Dossier Rencontres anuelles

Grand témoin – La voix des chrétiens au cœur du conflit en Israël

Par Monseigneur Michel Sabbah

Conférence donnée au cours de la session 2002 des Semaines Sociales de France,  » La violence, Comment vivre ensemble ? »

MGR MICHEL SABBAH, patriarche latin de Jérusalem.

La violence à laquelle je me réfère est celle de la Terre Sainte, où tous les habitants, toutes les personnes humaines, Palestiniens et Israéliens, en sont victime. Il est vrai qu’à Jérusalem, d’une façon spéciale la croix de Jésus se dresse toujours, comme signe de contradiction, et de refus de la part des chefs de ce monde de voir la vérité, mais elle est aussi signe de salut, et invitation au pardon, à la réconciliation, à voir la présence de Dieu, qui enveloppe toutes les actions humaines, même les pires, même le mal de la guerre et de la violence. Jérusalem en effet reste pour qui y croit et pour qui n’y croit pas une ville de Dieu, pleine de son mystère.

Dans la Terre Sainte, Israël et Palestine, deux peuples sont en guerre. Jérusalem n’est pas pour ses habitants la ville sainte et la ville de la réconciliation voulue par Dieu. Pour les autres, pour le monde, pour les pèlerins qui viennent du bout du monde, elle est, oui, ville sainte, et source de réconciliation et de paix. Mais pour ses propres enfants, elle ne l’est pas encore. Ceux-ci, au contraire, font de sa sainteté une raison de plus pour la guerre. Ce zèle à être proche de la sainteté de Dieu, présente historiquement dans les lieux, au lieu de rapprocher le croyant de Dieu, ne fait que l’en écarter, puisqu’il en fait une source de guerre et de mort à l’autre, lequel est aussi créature de Dieu, et objet de son amour. C’est dire à quel point le croyant peut s’aveugler, jusqu’à se persuader qu’en tuant son frère, il pense en même temps pouvoir glorifier Dieu, dont sa conscience, malgré toutes ses dévotions, n’arrive plus à entendre la voix qui crie: « Où est ton frère ? Son sang crie vers moi ». La violence amène l’aveuglement et c’est ainsi que la créature de Dieu, est, au nom de Dieu, objet de haine et de destruction.

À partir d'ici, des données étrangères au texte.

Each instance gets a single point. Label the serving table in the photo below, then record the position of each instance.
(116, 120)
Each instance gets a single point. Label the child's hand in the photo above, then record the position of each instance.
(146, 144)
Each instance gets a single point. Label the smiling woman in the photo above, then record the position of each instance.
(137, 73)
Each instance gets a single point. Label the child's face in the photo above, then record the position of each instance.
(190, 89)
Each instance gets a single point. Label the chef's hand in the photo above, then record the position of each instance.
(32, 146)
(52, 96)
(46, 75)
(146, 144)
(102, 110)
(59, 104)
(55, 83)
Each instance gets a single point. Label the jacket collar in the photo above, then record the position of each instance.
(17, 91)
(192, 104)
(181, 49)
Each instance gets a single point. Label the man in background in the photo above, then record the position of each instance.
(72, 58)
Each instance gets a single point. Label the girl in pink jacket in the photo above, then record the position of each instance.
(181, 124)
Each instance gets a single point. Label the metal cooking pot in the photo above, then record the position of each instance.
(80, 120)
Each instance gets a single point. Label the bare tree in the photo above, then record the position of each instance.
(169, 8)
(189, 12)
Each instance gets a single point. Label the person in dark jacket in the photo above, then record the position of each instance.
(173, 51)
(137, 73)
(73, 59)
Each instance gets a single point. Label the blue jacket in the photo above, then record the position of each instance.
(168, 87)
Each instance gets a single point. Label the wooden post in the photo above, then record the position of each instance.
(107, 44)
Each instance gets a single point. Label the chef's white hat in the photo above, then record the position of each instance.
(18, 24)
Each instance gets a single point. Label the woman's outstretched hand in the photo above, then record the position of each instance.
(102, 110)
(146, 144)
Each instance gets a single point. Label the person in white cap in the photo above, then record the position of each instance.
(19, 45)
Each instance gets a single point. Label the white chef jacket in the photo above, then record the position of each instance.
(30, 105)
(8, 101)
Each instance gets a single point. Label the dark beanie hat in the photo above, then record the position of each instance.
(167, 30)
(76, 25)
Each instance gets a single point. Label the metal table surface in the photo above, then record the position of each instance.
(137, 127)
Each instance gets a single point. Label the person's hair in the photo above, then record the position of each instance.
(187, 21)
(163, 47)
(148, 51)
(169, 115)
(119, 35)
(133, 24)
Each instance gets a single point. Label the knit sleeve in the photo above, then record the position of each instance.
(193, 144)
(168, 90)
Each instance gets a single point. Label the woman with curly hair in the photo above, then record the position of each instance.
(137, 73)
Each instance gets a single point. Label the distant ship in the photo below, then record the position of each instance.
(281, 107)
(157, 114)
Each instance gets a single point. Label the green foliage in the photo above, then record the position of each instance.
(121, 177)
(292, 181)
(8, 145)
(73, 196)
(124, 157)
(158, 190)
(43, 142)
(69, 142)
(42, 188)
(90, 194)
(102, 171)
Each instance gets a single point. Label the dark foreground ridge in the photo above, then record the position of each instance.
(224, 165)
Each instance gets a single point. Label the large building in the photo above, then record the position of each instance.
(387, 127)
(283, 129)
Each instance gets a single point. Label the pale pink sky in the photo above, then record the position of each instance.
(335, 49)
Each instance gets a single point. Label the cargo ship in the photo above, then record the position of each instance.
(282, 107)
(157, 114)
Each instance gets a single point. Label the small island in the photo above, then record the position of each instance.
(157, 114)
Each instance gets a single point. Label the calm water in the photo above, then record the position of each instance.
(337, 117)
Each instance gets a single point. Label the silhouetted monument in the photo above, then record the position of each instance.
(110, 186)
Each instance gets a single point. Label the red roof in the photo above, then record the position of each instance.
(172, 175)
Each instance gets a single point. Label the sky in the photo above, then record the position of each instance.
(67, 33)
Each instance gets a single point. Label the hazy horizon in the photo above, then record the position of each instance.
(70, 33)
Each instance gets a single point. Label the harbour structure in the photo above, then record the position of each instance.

Les raisons humaines et historiques de cette violence sont connues : la cause de cette violence est une injustice qui dure, une occupation militaire imposée depuis de longues années au peuple palestinien. Et face à cette occupation, il y a la résistance palestinienne. Et la logique qui régit ce rapport occupation-résistance est celle de la violence. Ce qui fait que le fort et le faible, l’oppresseur et l’opprimé, l’occupant et l’occupé, sont tous les deux victimes, à des degrés différents, il est vrai, de leur violence réciproque. En effet, le Palestinien continue à réclamer sa liberté, et ne voit pas que la voie de la non-violence serait beaucoup plus efficace pour y arriver. Et l’Israélien de son côté continue à réclamer sa sécurité et ne voit pas que son occupation des terres autrui fait précisément naître la violence et est cause de son insécurité. De plus la situation se complique, ayant non seulement une dimension locale, mais aussi internationale. La communauté internationale en effet a pris ses décisions, et voit bien qu’une occupation militaire doit prendre fin, mais elle manque de courage pour imposer la pression nécessaire pour l’application de ses propres décisions.

Voilà la source de la violence sur la terre choisie par Dieu pour s’y manifester à l’humanité, et pour y accomplir la réconciliation des hommes avec lui-même et entre eux : occupation et résistance à l’occupation, déviation du sens religieux des Lieux Saints qui deviennent un foyer de querelle, et, enfin, une communauté internationale qui s’arrête aux recommandations et n’a pas le courage d’aller jusqu’au bout pour mettre fin à une situation d’injustice.

Depuis deux années, mais surtout depuis le mois d’avril dernier, nous sommes emprisonnés dans un cycle de violence dont on ne voit pas d’issue. Le côté israélien impose aux Palestiniens: limitation de la liberté de mouvement, fermeture de Jérusalem face aux fidèles pour raison de sécurité, siège imposé aux villes et villages palestiniens, détournement des routes, couvre-feu, démolitions des maisons, de l’agriculture, arrachage des oliviers…punitions collectives, ou des proches parents de la personne recherchée….Du côté palestinien contre les Israéliens : attentats et bombes suicides contre buts militaires ou civils.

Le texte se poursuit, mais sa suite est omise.